Scientific classification
- Kingdom: Animalia
- Phylum: Mollusca
- Class: Gastropoda
- Subclass: Caenogastropoda
- Order: Neogastropoda
- Superfamily: Conoidea
- Family: Conidae
- Genus: Conus
- Species: C. wittigi
- Binomial name: Conus wittigi Walls, 1977
- Synonyms: Asprella wittigi (Walls, 1977); Conus kongaensis da Motta, 1984; Conus (Phasmoconus) wittigi Walls, 1977 · accepted, alternate representation; Graphiconus wittigi (Walls, 1977);

= Conus wittigi =

- Authority: Walls, 1977
- Conservation status: LC
- Synonyms: Asprella wittigi (Walls, 1977), Conus kongaensis da Motta, 1984, Conus (Phasmoconus) wittigi Walls, 1977 · accepted, alternate representation, Graphiconus wittigi (Walls, 1977)

Species of sea snail

Conus wittigi, common name Wittig's cone, is a species of sea snail, a marine gastropod mollusk in the family Conidae, the cone snails and their allies.
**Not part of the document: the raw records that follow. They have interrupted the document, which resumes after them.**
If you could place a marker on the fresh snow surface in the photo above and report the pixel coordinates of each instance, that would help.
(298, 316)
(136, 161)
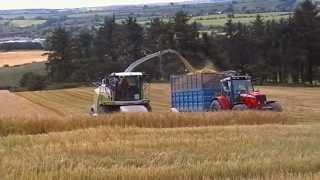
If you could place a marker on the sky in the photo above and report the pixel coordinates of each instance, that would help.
(29, 4)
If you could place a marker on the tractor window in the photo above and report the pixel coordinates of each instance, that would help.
(242, 86)
(129, 89)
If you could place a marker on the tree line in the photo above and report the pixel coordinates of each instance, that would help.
(285, 51)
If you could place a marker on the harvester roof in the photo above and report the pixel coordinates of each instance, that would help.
(123, 74)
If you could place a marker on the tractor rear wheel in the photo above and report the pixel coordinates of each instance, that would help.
(215, 106)
(276, 107)
(240, 107)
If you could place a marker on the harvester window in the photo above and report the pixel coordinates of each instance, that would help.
(129, 89)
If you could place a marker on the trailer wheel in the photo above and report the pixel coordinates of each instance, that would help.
(240, 107)
(215, 106)
(276, 107)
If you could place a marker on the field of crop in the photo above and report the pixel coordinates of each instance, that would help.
(220, 20)
(11, 76)
(162, 145)
(13, 58)
(300, 104)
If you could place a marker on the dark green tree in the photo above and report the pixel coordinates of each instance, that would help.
(59, 64)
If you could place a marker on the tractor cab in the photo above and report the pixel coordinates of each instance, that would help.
(237, 93)
(236, 86)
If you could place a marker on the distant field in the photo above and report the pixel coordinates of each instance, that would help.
(12, 58)
(10, 76)
(26, 23)
(220, 20)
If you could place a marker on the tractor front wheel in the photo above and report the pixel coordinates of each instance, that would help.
(240, 107)
(276, 107)
(215, 106)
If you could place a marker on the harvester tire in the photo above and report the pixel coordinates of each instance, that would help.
(240, 107)
(215, 106)
(276, 107)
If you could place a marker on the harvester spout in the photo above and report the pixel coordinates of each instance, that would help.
(159, 54)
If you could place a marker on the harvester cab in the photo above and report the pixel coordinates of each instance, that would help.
(121, 92)
(237, 93)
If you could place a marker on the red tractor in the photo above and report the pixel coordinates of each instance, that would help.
(237, 93)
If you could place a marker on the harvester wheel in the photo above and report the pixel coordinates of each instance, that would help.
(240, 107)
(276, 107)
(148, 106)
(215, 106)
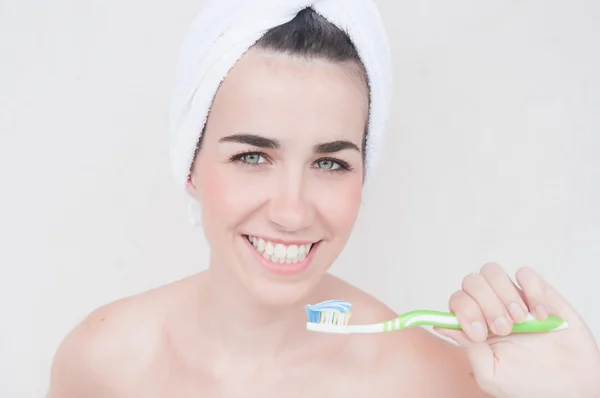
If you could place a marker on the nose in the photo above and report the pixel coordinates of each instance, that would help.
(290, 208)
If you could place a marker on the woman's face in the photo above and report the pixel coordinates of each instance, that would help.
(279, 175)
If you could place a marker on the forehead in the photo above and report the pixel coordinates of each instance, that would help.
(283, 96)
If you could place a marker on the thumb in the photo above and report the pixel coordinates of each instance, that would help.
(480, 354)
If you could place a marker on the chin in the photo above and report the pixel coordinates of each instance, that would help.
(280, 283)
(277, 294)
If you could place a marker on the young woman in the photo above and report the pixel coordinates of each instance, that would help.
(279, 176)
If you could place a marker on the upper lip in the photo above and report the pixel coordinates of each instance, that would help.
(284, 241)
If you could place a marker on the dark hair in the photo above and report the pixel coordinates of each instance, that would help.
(310, 35)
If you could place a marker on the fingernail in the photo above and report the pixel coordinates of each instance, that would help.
(516, 311)
(500, 325)
(540, 312)
(477, 331)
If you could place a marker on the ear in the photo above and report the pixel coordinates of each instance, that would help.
(190, 187)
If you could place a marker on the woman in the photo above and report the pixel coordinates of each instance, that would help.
(279, 174)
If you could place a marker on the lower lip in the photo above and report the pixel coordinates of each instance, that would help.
(283, 269)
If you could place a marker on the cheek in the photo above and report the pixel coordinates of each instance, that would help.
(341, 204)
(225, 195)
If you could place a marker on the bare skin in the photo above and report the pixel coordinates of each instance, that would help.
(158, 344)
(282, 159)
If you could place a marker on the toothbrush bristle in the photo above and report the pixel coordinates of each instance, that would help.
(333, 312)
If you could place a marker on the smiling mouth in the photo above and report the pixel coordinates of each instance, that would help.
(279, 253)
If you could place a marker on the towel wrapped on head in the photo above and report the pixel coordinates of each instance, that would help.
(225, 29)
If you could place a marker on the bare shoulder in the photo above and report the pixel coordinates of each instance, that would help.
(112, 348)
(413, 361)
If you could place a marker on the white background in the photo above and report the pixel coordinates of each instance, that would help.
(493, 154)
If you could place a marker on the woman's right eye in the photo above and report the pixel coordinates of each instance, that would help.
(251, 158)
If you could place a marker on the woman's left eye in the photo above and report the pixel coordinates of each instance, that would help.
(333, 165)
(328, 164)
(253, 158)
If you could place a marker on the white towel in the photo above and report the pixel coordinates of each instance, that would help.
(225, 29)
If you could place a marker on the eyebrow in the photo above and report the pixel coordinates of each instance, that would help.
(271, 143)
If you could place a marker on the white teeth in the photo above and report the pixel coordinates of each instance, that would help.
(269, 248)
(280, 250)
(279, 253)
(302, 250)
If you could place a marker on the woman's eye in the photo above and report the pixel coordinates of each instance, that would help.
(328, 164)
(252, 158)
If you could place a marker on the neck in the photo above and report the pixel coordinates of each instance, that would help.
(246, 328)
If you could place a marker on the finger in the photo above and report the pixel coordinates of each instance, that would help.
(541, 294)
(494, 311)
(469, 316)
(506, 291)
(535, 292)
(480, 355)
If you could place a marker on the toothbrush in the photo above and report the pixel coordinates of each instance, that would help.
(332, 316)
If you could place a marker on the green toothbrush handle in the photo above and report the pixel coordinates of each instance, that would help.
(448, 320)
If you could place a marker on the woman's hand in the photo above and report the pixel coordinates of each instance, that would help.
(563, 363)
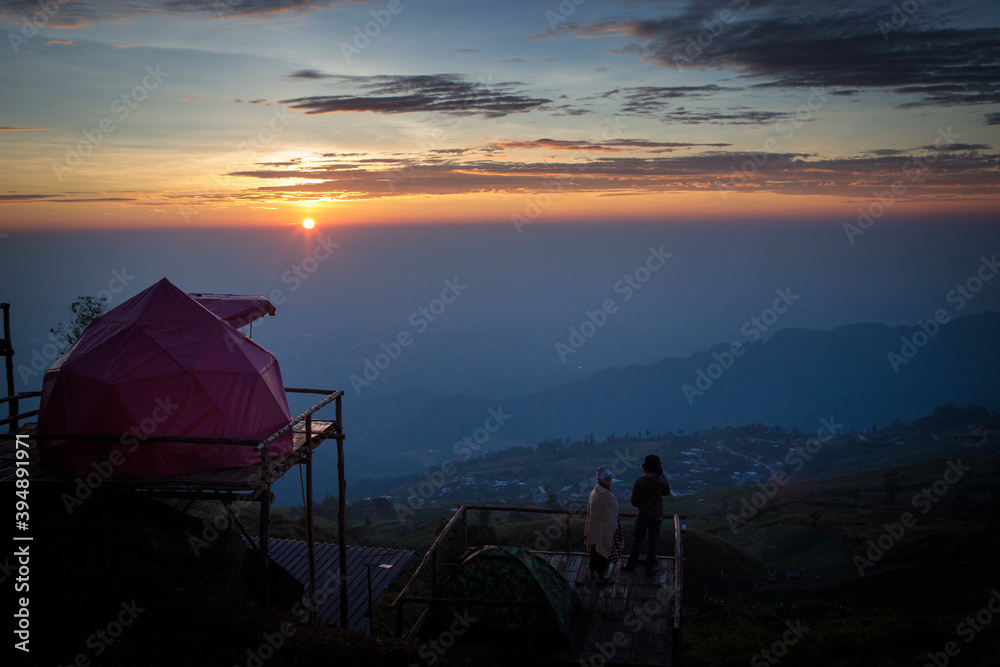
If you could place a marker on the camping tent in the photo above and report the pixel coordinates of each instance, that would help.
(160, 364)
(236, 309)
(505, 573)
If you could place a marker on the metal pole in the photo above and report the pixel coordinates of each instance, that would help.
(264, 539)
(342, 516)
(310, 550)
(371, 621)
(8, 352)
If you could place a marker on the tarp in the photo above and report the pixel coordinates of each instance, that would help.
(236, 309)
(505, 573)
(160, 364)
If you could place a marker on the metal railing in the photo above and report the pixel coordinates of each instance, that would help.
(460, 522)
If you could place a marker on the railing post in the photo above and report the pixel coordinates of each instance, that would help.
(342, 515)
(310, 550)
(465, 530)
(264, 539)
(399, 620)
(675, 634)
(7, 349)
(434, 574)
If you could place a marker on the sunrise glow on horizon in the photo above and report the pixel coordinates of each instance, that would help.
(582, 117)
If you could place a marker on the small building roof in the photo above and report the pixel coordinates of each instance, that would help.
(293, 557)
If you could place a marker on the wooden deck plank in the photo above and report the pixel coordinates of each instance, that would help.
(625, 622)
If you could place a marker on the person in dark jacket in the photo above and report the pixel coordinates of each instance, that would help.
(647, 498)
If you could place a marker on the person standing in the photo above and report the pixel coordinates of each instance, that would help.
(647, 497)
(602, 519)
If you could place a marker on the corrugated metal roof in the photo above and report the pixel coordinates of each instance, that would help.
(291, 555)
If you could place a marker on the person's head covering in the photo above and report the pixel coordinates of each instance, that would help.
(603, 475)
(652, 464)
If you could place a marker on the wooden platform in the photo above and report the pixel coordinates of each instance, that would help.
(245, 482)
(627, 622)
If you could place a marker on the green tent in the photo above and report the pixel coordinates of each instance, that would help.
(504, 573)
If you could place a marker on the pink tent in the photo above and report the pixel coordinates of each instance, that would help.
(161, 364)
(236, 309)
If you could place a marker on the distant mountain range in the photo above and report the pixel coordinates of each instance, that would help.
(853, 376)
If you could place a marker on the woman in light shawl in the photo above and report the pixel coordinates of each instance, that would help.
(602, 519)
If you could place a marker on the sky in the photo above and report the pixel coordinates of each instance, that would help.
(145, 114)
(536, 153)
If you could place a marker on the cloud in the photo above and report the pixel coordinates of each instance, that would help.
(54, 199)
(926, 174)
(836, 44)
(11, 199)
(610, 146)
(653, 99)
(391, 94)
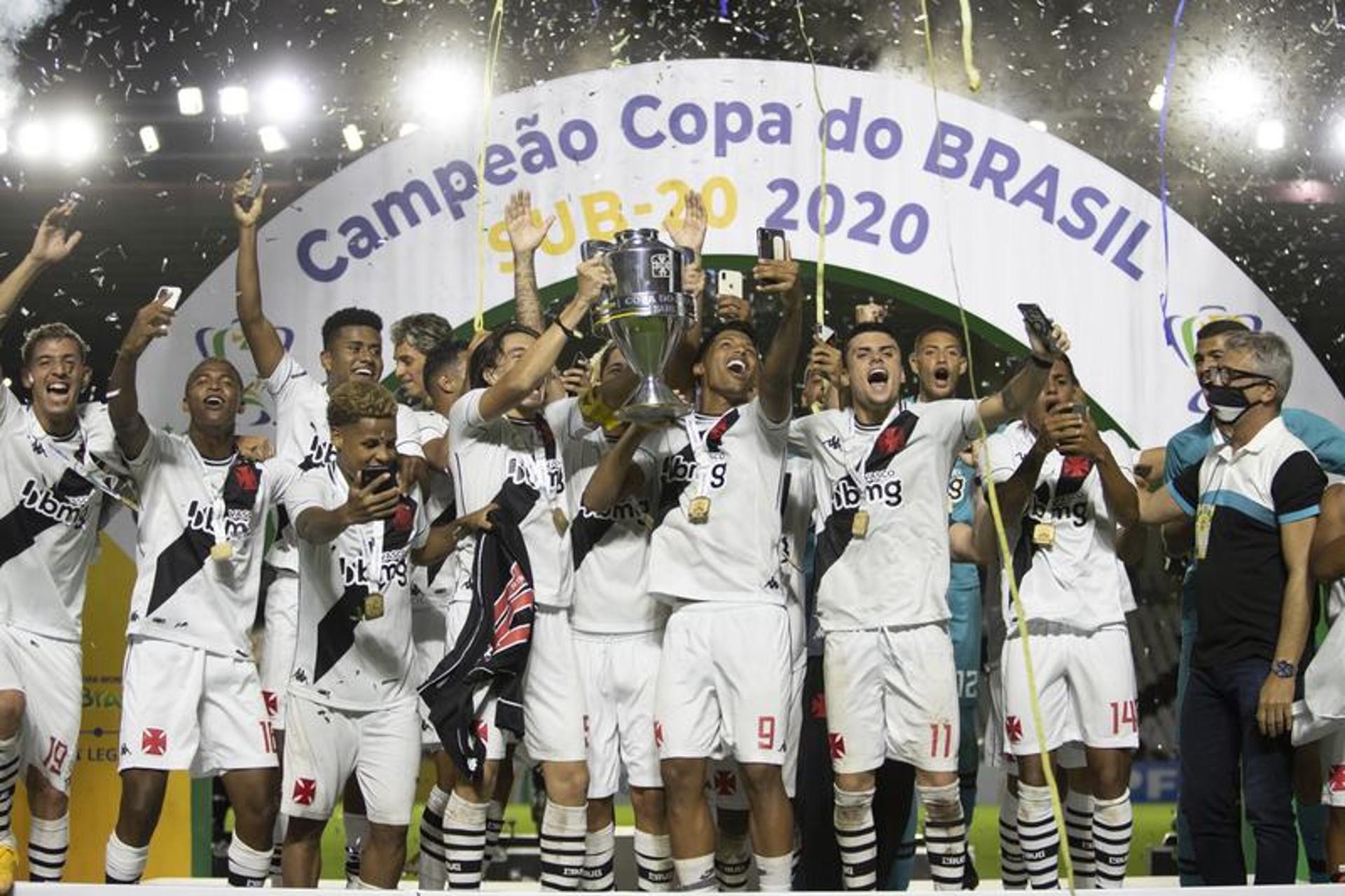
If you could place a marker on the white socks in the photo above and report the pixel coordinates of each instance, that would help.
(1039, 836)
(599, 857)
(464, 843)
(431, 871)
(1112, 824)
(654, 862)
(49, 840)
(856, 836)
(124, 864)
(561, 845)
(1079, 836)
(248, 867)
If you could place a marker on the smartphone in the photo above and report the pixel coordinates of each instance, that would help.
(170, 296)
(1037, 322)
(369, 474)
(770, 242)
(728, 283)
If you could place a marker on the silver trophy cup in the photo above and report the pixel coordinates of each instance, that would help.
(646, 314)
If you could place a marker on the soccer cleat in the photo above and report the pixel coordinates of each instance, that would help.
(8, 865)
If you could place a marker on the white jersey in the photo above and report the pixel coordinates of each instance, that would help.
(1077, 579)
(188, 504)
(611, 551)
(883, 549)
(342, 659)
(50, 514)
(738, 463)
(518, 463)
(304, 439)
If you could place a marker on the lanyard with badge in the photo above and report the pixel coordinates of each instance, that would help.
(698, 510)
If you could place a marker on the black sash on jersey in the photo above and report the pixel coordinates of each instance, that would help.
(336, 628)
(839, 530)
(670, 491)
(19, 528)
(187, 553)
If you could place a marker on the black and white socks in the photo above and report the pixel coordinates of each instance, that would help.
(49, 841)
(464, 843)
(856, 836)
(1111, 830)
(1039, 837)
(653, 862)
(600, 860)
(1079, 836)
(946, 834)
(561, 845)
(431, 871)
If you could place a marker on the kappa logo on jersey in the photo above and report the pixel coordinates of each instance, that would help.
(153, 742)
(61, 506)
(305, 792)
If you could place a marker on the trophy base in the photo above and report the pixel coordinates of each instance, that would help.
(653, 403)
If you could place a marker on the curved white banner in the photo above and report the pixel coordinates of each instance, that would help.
(981, 201)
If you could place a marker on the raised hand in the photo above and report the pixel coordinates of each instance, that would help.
(690, 230)
(526, 228)
(54, 241)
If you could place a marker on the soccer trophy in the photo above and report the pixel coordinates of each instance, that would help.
(646, 314)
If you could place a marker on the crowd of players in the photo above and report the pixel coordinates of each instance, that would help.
(497, 565)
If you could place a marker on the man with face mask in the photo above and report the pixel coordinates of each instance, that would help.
(1184, 451)
(51, 502)
(1254, 499)
(191, 696)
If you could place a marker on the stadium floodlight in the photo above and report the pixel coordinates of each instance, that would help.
(191, 101)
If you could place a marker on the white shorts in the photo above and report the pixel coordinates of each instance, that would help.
(621, 675)
(1087, 688)
(724, 682)
(1332, 755)
(323, 745)
(280, 637)
(892, 693)
(186, 708)
(48, 673)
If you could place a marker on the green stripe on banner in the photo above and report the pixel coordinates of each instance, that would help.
(202, 792)
(858, 279)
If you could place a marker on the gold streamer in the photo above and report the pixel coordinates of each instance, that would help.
(1001, 533)
(492, 39)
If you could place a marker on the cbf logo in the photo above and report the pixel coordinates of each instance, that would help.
(229, 343)
(1180, 336)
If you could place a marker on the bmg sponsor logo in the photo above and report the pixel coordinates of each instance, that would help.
(228, 342)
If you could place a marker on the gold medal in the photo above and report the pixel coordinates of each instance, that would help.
(698, 511)
(1204, 520)
(373, 606)
(860, 525)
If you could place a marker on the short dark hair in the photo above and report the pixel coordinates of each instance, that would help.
(1220, 327)
(488, 353)
(443, 355)
(358, 400)
(941, 326)
(350, 318)
(719, 330)
(869, 326)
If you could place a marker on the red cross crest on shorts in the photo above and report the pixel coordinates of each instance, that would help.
(1337, 779)
(305, 789)
(153, 742)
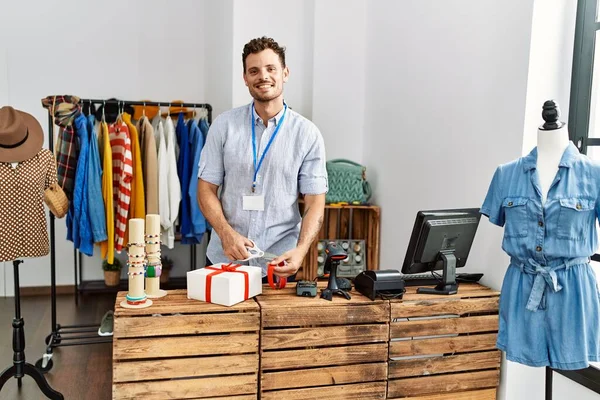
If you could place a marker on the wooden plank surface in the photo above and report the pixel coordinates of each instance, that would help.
(357, 354)
(442, 326)
(186, 324)
(438, 384)
(440, 365)
(176, 301)
(186, 388)
(132, 371)
(426, 308)
(485, 394)
(323, 336)
(324, 315)
(148, 348)
(456, 344)
(324, 376)
(361, 391)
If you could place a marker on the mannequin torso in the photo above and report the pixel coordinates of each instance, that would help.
(551, 145)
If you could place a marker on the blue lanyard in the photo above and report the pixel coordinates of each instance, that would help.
(262, 157)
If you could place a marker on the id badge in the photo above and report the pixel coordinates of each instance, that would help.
(254, 203)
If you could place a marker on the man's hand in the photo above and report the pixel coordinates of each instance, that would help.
(234, 246)
(293, 258)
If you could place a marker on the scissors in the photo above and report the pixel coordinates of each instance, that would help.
(255, 252)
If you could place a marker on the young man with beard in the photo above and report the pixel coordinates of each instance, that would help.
(262, 155)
Like all species within the genus Conus, these snails are predatory and venomous. They are capable of stinging humans, therefore live ones should be handled carefully or not at all.

==Description==

The size of the shell varies between 22 mm and 42 mm.
==Distribution==
This marine species occurs off Flores, Indonesia.